I’m currently reading a text, for my oral comprehensive exam, called Women and Romance: A Reader. It is a stunning compilation of essays, letters, fiction and non-fiction works, and literary criticism from as early as the 11th century to as contemporary as 1998 speaking about the idea of romance. The idea of love. What those concepts mean to us (generally speaking, women) as people and as writers or artists. The section I’m thumbing through at the moment is titled “Letters and Personal Writing.” I’ve come across a series of letters, “anguished protests,” that Mary Wollstonecraft wrote to her American lover George Imlay. She’s asking him not to leave her, reminding him that all she ever did was love him completely, and all he gives her is silence: “a refinement on cruelty.” And a broken heart when she is certain he has “formed some new attachment.”
My heart began bleeding for her. I was almost brought to tears, and then I realized that her heart was my bleeding heart. Her words were still striking chords, and they are inside me. (Too sentimental? A little melodramatic? I don’t care.)
These are her words:
“The tremendous power who formed this heart, must have foreseen that, in a world in which self-interest, in various shapes, is the principle mobile, I had little chance of escaping misery.—To the fiat of fate I submit.—I am content to be wretched; but I will not be contemptible.—Of me you have no cause to complain, but for having had too much regard for you—for having expected a degree of permanent happiness, when you only sought for a momentary gratification.”

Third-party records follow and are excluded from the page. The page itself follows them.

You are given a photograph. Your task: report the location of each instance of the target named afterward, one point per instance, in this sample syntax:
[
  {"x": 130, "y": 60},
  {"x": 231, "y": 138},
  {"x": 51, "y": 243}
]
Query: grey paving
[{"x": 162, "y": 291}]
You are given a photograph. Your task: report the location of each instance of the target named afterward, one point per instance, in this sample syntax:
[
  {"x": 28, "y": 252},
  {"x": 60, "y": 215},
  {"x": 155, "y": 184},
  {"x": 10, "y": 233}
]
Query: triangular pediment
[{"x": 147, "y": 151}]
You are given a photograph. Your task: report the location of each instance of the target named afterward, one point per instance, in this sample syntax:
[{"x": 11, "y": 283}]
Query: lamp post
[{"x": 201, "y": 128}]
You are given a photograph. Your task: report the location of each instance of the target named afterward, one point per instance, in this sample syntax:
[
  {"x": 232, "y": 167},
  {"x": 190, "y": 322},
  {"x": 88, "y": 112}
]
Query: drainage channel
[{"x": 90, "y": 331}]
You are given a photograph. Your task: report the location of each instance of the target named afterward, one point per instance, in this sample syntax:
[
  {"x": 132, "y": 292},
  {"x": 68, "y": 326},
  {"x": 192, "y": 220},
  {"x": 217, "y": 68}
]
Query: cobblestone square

And only one page later, in a different letter to Imlay:
“That being that moulded it thus (her heart, which is trembling), knows that I am unable to tear up by the roots the propensity to affection which has been the torment of my life—but life will have an end!”
We, and I know myself especially, have all been there. Staggering, beaten and bruised, after the one who claimed to love us, to care for us no matter what has found another. Only the end of life itself seems, in that moment, to be the cure for what is ailing our still-loving heart. It seems impossible to rip out the deep, dark tree of passion that has grown from what, looking back, seems like an itty-bitty seed. A moment that could have otherwise been insignificant, but because we received an instant of recognition from another heart that moment became a force of love that can never truly be forgotten.
Mary, we are still loving, being broken, and putting ourselves together again to love once more, and your words encapsulated that emotion with honesty and care. Thank you.
The excerpts of Mary Wollstonecraft’s words are from letters written in September and October, respectively, of 1795. They can be found in Women and Romance: A Reader edited by Susan Ostrov Weisser, published in 2001 from New York University Press pp 72-81.